There are many themes to explore during Advent and Christmas: expectant waiting, preparation and the mystery of the incarnation, to name a few.
This season also offers an opportunity to think about what we long for and aspire to, whether that is patience, preparedness or the kind of peace proclaimed by the angels who announced Jesus’ birth: “…On earth peace, good will toward men.”
The passing of former U.S. Senator George McGovern in October brought forth an array of tributes calling to mind characteristics that are worth aspiring to. They came from across the country and world, from both Republicans and Democrats. And in South Dakota—McGovern’s home state and the headquarters of the Good Samaritan Society—we’re very mindful of his life and legacy.
I would suggest that McGovern’s greatest legacy is having lived an “integrated” life in which he actively worked to facilitate peace and good will.
In the Society, we talk about “mission integration”—how we integrate our mission of sharing God’s love in word and deed in all we say and do. An integrated life is one lived authentically, in a principled way, and who’s enduring significance is perhaps seen more with hindsight than during one’s own lifetime.

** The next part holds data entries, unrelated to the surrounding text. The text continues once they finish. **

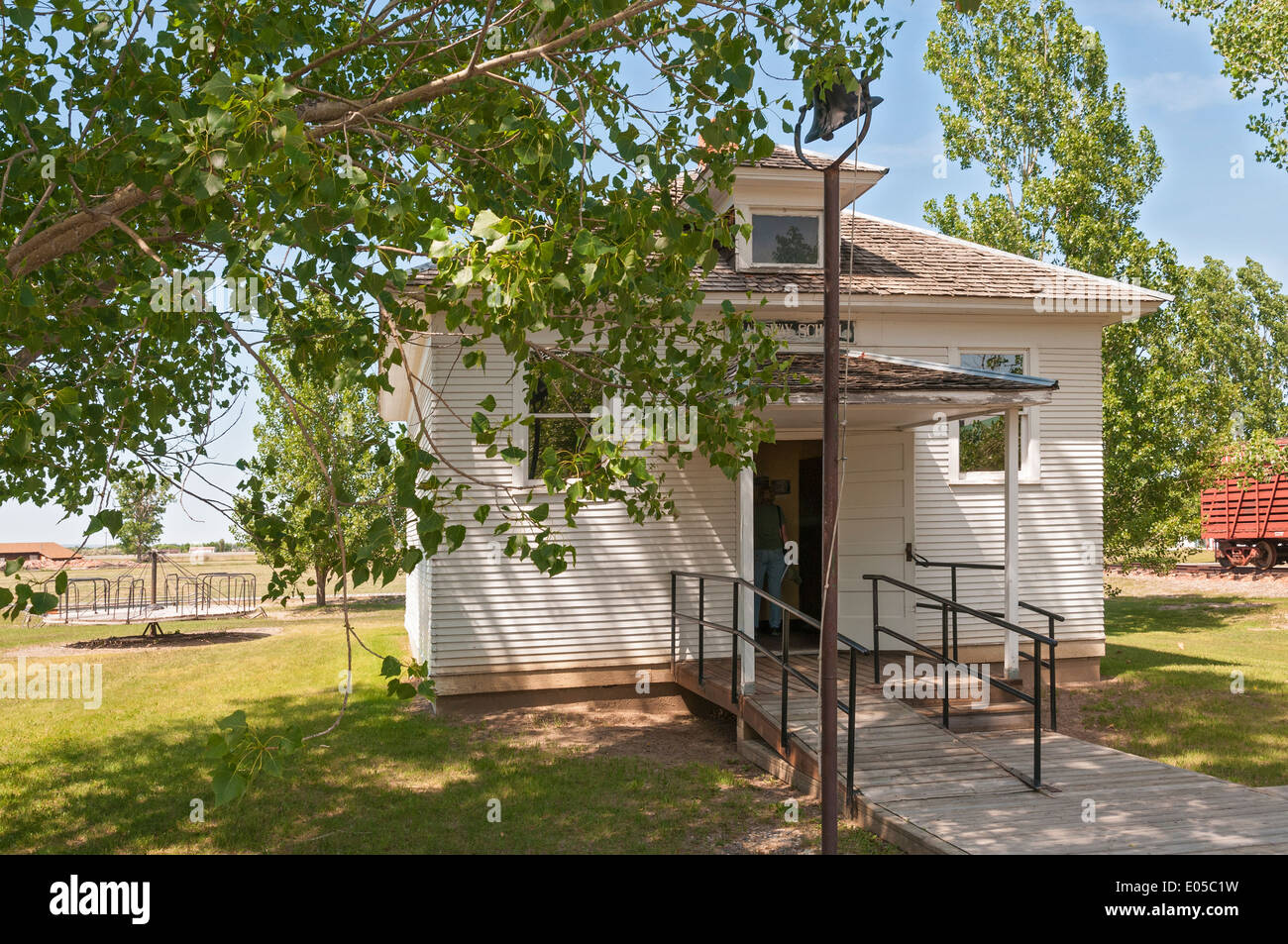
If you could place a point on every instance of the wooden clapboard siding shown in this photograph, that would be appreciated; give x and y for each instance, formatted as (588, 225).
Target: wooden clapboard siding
(476, 614)
(613, 605)
(1061, 532)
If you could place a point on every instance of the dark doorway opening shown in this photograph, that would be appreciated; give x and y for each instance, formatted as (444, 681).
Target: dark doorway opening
(793, 469)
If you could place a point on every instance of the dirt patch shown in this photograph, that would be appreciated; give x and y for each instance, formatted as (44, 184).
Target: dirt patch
(176, 638)
(662, 729)
(1077, 715)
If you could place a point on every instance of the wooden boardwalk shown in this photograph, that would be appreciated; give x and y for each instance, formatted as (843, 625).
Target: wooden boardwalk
(926, 788)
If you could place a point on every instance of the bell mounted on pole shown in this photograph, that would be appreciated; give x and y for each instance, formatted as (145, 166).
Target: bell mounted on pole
(836, 107)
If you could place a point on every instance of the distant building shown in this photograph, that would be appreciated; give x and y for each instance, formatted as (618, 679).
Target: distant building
(34, 550)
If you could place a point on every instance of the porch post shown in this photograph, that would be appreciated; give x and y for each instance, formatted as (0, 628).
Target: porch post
(747, 607)
(1012, 576)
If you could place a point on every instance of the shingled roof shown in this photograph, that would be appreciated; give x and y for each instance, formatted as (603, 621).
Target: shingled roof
(880, 257)
(867, 372)
(786, 158)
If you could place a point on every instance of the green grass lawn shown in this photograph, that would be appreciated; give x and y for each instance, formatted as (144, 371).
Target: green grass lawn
(389, 780)
(1167, 684)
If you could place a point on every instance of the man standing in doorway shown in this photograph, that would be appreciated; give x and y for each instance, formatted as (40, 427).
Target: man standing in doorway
(771, 536)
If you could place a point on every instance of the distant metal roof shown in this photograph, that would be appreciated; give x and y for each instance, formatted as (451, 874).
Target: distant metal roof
(46, 549)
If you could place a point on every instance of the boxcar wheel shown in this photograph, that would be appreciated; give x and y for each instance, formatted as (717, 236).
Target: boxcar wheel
(1263, 556)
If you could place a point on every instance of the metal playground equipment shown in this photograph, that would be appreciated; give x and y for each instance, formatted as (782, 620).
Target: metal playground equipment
(155, 588)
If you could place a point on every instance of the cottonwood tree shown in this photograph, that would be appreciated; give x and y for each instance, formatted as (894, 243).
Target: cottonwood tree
(1252, 39)
(142, 498)
(536, 153)
(284, 510)
(1034, 106)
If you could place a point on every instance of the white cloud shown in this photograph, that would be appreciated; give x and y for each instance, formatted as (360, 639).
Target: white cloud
(1177, 91)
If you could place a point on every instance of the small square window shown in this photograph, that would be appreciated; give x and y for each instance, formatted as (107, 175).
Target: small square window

McGovern was described as one of the most gentle, decent persons you’d ever meet in American politics. He was well liked, even by people who sharply disagreed with him on political or policy matters. He held the belief that political differences do not mean persons of opposing views are necessarily insincere or unpatriotic.
Those of a certain age remember well those turbulent days of the late 1960s and early 1970s and how formative they were in our individual and collective psyches. McGovern’s most memorable moment on the national stage was as the Democratic candidate opposing Richard Nixon in 1972. We remember the outcome, too, when Nixon won in a landslide.
What made those days turbulent we also remember well. Far and away, the major issue was the Vietnam War. McGovern opposed the war on strategic and moral grounds. How divisive that war was! During Veterans Day services last month, we saw many Americans uniting in honoring those who have gallantly served and are serving our country. We remember how that wasn’t always the case for those who served in and returned home from Vietnam.
We remember, too, the civil rights movement events of those years and how the struggle for equality among races took shape and transferred to other causes and groups that continue today.
George McGovern was deeply human. There was no greater evidence of that than in his 1992 memoir, Terry, in which he detailed the life and death of his youngest daughter, an alcoholic who froze to death in a Wisconsin snow bank after a heavy bout of drinking. The painful experience described by McGovern and his wife is intensely personal, yet universal.
McGovern was a man of passion, principle and faith who cared deeply. He was “comfortable in his own skin.”
An integrated life is one lived with integrity and intentionality and oriented towards others. Consider how you can promote “peace on earth, good will toward men” this season as you wait, hope and prepare.